More persuasive evidence was provided by several studies reported by Connor and her colleagues (Connor, Morrison, Fishman, Crowe, Al Otaiba, & Schatschneider, 2013; Connor, Morrison, Fishman, Giuliani, Luck, Underwood, et al., 2011; Connor, Phillips, Young-Suk, Lonigan, Kaschak, Crowe, Dombek, & Al Otaiba, 2018; Connor, Piasta, Fishman, Glasney, Schatschneider, Crowe, et al., 2009). They found that they could successfully raise first and second grade reading achievement through assess-and-differentiate efforts; identifying who needed more decoding tuition and then keeping those kids under close teacher supervision so that they would progress in phonics (while providing the more advanced students with independent reading work and experience).

As powerful and persuasive as the Connor data are – and they are persuasive to me – it is important to note that this team did much more than turn test data over to teachers and hope for the best. No, they developed a proprietary algorithm that they use to determine the appropriate data-based response to student needs. “Taking these results together indicates that predicting appropriate amounts and types of instruction is not as straightforward as has been previously suggested” (Connor, et al., 2009, p. 93). In fact, they concluded that without their algorithmically based approach some students would likely receive too much decoding instruction, while others would certainly receive too little. That means that early testing can have positive learning outcomes, but only if the results of those tests are weighed appropriately, not something easy for individual teachers to do.

Finally, there is a recent meta-analysis of 15 studies of reading interventions with a “data-based decision making” component and their effects on struggling readers in grades K-12 (Filderman, Toste, Didion, Peng, & Clemens, 2018). The effect sizes for these interventions were small but significant. Six of the studies allowed for comparisons of interventions with and without data-based decision making (again, with small positive effects for using the assessments as the basis of teaching).

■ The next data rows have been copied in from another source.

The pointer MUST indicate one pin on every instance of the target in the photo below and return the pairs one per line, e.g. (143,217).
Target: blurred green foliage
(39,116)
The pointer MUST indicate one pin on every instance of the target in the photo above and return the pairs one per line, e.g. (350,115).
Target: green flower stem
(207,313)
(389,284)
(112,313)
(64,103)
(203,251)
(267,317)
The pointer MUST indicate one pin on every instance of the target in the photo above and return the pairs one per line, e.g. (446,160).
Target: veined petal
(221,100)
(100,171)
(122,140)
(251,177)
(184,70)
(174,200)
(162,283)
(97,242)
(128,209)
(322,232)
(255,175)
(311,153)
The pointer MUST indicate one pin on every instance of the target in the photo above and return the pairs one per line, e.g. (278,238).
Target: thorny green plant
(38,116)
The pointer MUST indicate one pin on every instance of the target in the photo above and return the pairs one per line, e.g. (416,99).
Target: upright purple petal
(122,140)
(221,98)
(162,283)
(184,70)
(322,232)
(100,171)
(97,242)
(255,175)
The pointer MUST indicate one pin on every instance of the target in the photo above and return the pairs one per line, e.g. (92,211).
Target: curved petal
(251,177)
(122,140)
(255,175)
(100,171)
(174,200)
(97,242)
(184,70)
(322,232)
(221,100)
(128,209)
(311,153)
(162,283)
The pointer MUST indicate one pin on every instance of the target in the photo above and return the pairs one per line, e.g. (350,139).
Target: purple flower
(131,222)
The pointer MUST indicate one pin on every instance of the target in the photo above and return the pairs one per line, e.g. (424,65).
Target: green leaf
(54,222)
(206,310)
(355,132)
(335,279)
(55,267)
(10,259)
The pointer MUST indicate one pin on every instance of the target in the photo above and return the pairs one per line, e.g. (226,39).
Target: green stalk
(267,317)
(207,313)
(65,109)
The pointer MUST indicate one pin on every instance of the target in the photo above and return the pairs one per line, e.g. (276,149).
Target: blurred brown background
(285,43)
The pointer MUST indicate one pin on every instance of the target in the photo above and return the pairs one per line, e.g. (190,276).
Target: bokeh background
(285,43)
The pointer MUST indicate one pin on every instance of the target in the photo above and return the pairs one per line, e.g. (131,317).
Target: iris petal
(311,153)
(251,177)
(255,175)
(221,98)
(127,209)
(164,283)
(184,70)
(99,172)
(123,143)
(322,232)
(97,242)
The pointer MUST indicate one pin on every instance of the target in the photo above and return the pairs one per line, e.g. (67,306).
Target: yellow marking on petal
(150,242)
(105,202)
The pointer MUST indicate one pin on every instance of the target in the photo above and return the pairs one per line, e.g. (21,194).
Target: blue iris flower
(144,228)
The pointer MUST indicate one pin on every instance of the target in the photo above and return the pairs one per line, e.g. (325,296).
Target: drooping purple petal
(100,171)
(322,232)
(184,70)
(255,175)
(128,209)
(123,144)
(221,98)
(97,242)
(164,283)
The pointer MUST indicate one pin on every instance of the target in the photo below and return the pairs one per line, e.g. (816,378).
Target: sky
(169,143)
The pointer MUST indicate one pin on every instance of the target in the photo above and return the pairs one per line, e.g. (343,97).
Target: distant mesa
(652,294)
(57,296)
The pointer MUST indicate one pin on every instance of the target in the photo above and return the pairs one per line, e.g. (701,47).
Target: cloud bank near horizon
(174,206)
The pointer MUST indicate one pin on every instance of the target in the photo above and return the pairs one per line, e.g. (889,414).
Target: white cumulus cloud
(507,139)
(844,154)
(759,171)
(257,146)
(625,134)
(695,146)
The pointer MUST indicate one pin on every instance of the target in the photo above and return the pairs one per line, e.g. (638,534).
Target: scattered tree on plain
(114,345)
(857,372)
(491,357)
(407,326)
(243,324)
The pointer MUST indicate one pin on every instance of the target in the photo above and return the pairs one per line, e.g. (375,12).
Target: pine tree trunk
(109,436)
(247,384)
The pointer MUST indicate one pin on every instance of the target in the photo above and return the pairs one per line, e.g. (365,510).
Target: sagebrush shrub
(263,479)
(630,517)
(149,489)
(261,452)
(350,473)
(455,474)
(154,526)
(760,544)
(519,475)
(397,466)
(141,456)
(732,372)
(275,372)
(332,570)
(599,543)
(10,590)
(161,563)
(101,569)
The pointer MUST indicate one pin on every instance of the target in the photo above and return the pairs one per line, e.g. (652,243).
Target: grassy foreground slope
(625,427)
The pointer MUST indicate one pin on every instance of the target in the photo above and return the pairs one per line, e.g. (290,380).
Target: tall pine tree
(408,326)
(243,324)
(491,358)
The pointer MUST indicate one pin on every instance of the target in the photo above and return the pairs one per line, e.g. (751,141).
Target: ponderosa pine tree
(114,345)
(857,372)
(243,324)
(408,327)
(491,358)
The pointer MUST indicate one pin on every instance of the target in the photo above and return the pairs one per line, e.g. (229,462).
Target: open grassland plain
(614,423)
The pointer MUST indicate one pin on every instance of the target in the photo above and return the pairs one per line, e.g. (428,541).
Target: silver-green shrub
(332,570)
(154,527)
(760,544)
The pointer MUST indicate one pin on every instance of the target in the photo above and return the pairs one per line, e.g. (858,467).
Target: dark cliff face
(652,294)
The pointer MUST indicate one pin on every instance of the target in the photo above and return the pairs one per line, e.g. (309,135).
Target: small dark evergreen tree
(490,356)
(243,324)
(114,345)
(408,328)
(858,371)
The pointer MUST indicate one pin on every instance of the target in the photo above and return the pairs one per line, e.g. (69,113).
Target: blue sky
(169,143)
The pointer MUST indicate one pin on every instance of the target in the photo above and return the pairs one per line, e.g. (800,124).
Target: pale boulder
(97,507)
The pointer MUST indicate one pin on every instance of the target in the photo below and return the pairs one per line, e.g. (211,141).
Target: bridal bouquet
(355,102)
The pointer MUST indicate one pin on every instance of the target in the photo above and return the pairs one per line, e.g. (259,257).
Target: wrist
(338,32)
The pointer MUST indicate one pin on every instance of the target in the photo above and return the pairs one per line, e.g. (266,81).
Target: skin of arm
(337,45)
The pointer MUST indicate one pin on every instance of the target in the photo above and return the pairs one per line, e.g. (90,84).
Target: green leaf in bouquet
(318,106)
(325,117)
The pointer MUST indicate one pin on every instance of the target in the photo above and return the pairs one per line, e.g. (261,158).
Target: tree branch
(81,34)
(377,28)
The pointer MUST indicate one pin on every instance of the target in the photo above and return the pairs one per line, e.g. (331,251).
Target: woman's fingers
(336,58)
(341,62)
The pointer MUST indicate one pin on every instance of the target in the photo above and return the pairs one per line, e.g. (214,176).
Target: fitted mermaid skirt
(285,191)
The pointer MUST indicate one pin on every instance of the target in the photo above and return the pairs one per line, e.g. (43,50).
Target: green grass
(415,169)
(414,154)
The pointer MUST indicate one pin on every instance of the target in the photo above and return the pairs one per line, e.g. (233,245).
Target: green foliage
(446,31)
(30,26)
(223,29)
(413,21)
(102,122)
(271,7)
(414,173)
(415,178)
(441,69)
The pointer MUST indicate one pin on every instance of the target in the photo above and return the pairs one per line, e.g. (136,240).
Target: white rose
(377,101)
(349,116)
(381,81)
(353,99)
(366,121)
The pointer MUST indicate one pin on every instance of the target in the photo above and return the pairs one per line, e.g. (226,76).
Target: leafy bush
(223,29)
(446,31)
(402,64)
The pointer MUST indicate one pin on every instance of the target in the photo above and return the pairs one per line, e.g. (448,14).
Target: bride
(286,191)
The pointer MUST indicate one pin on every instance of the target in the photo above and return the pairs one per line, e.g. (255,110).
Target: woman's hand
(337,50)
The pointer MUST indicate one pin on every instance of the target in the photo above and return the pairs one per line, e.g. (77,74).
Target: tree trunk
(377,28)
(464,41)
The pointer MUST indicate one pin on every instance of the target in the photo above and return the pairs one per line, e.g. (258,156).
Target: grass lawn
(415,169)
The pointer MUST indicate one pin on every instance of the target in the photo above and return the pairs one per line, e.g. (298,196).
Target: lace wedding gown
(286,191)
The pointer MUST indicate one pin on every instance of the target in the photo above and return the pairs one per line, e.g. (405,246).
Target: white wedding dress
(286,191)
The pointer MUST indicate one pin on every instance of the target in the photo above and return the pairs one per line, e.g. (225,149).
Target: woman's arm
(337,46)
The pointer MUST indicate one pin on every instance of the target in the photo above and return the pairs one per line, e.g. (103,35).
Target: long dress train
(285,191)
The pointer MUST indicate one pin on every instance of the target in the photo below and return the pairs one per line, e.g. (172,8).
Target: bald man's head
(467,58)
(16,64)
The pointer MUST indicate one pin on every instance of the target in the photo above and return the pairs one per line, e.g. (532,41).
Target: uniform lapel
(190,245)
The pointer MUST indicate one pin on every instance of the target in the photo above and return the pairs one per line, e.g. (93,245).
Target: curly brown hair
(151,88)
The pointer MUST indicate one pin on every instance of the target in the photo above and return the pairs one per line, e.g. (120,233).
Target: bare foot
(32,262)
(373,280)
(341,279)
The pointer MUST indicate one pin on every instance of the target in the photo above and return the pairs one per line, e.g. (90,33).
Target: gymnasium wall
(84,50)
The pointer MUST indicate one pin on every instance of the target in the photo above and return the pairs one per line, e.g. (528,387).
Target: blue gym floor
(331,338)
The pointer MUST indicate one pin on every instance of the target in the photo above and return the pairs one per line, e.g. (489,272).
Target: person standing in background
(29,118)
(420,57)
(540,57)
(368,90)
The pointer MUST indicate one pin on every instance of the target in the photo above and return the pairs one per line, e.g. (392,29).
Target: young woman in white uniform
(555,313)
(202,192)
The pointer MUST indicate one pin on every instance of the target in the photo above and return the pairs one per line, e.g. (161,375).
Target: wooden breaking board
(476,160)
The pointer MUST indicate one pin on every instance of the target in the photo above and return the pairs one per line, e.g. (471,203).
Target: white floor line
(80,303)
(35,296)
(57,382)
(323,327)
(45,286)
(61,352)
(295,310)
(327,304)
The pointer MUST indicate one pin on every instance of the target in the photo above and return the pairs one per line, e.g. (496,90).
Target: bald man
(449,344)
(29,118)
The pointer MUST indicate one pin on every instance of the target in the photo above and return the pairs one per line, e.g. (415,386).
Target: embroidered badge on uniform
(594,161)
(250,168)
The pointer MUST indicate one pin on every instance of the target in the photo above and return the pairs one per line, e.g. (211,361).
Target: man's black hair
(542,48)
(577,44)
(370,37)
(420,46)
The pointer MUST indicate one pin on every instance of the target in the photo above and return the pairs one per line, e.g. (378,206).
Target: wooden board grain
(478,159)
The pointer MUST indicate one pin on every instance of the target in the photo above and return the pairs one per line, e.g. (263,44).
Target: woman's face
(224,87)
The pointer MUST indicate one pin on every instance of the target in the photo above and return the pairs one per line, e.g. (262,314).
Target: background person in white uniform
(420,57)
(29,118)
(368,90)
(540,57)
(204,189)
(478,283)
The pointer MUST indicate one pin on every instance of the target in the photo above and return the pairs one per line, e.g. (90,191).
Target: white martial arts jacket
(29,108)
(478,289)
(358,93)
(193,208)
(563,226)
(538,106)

My conclusions, from all this evidence, is that it is possible to make effective the kind of assessment that you are complaining about. However, it should also be evident that such efforts too often fail to deliver on those promises.

One of the problems is that there is simply too much testing – especially for the students who aren’t low achieving in reading (VanDerHeyden, Burns, & Bonifay, 2018). That WWC Practice Guide referred to earlier called for three testings per year, but in many jurisdictions, kids are getting far more than that – and the frequency of testing is not necessarily linked to any need for information – if you know a youngster is struggling with phonemic awareness, why not just teach more of that rather than testing the student over and over?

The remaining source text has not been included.